We were headed to our next destination, an Agriturismo located to put us near Erice and move us toward Palermo where we would end our trip. On the way, we had time for more temples, this time Selinunte which was a great choice for a relatively busy day’s travel. Walking in Selinunte from site to site is pleasant, and there were very few people present on the site this day. There is a little train which will take you to the temple and then pick up every 30 minutes to move you on the amphitheater. Some of us chose this means of exploration and others the self-guided walk. While there have been complaints that the reconstruction here has been a little too “Disneyfied” we found it an evocative and enchanting site and were so happy to have had the opportunity to visit it.

We stopped for lunch in Selinunte, which was largely “closed” as the season had not yet opened but we had the good fortune to pop into the Hotel Admeto, where the restaurant wasn’t opened but the hospitable hosts decided that, for 10 of us, if we were flexible lunch could be made. Fish, salad and wine was offered and readily agreed to by the group. Imagine our delighted surprise when fish turned out to be platters of bream, tuna, shrimp, sardines, grilled to perfection, served with big platters of salad and good local wines, as usual.
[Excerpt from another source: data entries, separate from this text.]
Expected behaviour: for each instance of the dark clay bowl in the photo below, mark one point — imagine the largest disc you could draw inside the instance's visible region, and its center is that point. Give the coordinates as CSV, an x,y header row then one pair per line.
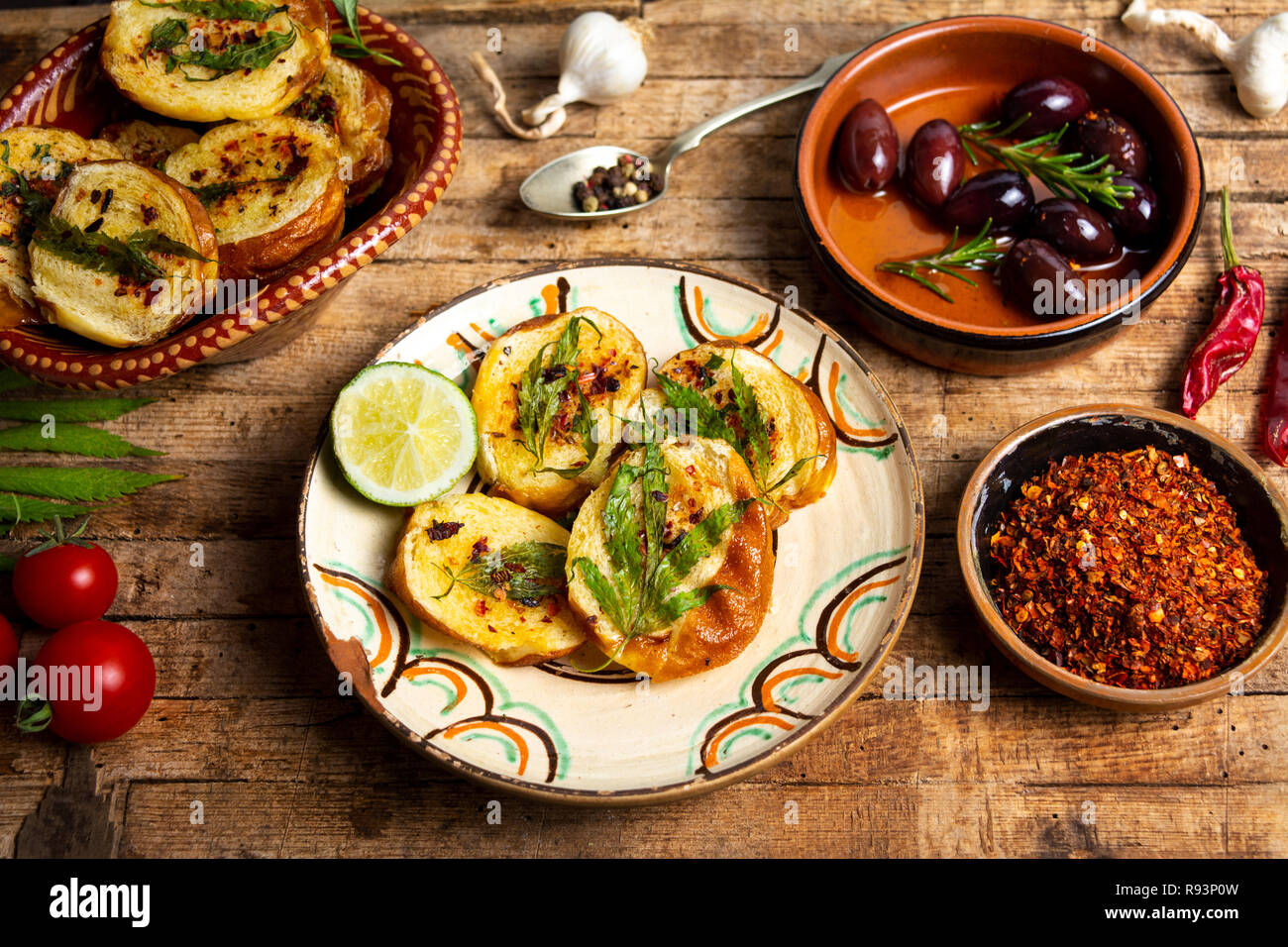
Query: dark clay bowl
x,y
940,56
1261,513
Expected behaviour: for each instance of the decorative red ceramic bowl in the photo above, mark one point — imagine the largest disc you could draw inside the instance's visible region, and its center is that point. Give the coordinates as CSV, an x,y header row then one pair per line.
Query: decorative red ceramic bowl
x,y
68,89
960,69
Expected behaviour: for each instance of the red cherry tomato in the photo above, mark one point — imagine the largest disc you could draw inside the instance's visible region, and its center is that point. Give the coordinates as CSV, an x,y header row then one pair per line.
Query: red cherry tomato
x,y
8,644
120,664
63,583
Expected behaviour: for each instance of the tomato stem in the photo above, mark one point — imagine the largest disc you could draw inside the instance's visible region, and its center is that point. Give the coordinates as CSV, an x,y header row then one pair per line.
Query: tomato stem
x,y
34,715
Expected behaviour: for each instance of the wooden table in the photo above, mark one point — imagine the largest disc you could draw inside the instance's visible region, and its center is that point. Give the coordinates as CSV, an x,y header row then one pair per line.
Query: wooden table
x,y
246,722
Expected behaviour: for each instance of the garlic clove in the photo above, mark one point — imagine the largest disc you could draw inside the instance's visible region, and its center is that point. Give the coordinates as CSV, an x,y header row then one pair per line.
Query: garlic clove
x,y
600,60
1258,62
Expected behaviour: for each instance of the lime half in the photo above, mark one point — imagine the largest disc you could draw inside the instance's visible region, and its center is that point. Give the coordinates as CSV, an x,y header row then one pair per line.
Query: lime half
x,y
403,433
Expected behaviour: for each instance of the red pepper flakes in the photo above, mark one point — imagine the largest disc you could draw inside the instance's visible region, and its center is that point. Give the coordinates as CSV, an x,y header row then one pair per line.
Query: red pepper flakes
x,y
1128,570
For €15 a piece we were not only well and kindly fed, but felt truly grateful to the kind staff who agreed to take us on. This experience felt so typically Sicilian: welcoming, abundant, and always more rather than less of what you expect.

We had little difficulty finding Baglio Fontana in spite of its location in a small hilltop town and it is a gorgeous destination, with flowers everywhere in early June, a beautiful courtyard and pool, and lovely old furnishings within. We had booked for dinner for that night, having heard good things about the restaurant and were a little disappointed to find that we were something of an afterthought: there was a large cooking class here this day and the small staff were fully engaged in this enterprise. This made our check-in rather more perfunctory than we expect in such a small and typically warm place as an Agriturismo and our dinner, while good, was clearly what had been on the agenda for the cooking class and not in the least personal to us. This is a reminder that when you stay in small places and it is still somewhat off-season, do not be surprised to find them under-staffed. In the end, we found the place generally pleasing and managed with the level of service however lean it was. I think it could shine, in fact, but it did not quite manage to do that on this occasion.

Our next day in Erice made everything worthwhile. In spite of the inevitable “up hill” walking, a slow pace will allow you to see much of this gorgeous hill-town with churches, castles, views, and very little spoiled by modern invasion. We spent the day absorbing the sights and had an extremely pleasant lunch at Monte San Juliano next door to one of the most famous pastry shops in Sicily, Maria Grammatico. This was our last stop as we stocked up for a picnic dinner and, as with just about all our food stops in Sicily, this one outdid itself for our celiac friend as they have an entire shelf of gluten-free delights to go with their decidedly not gluten-free pastries and marzipan.

We ended our day at the Baglio Fontana pool with an impromptu picnic that we enjoyed, as usual, as much as any fancier dinner.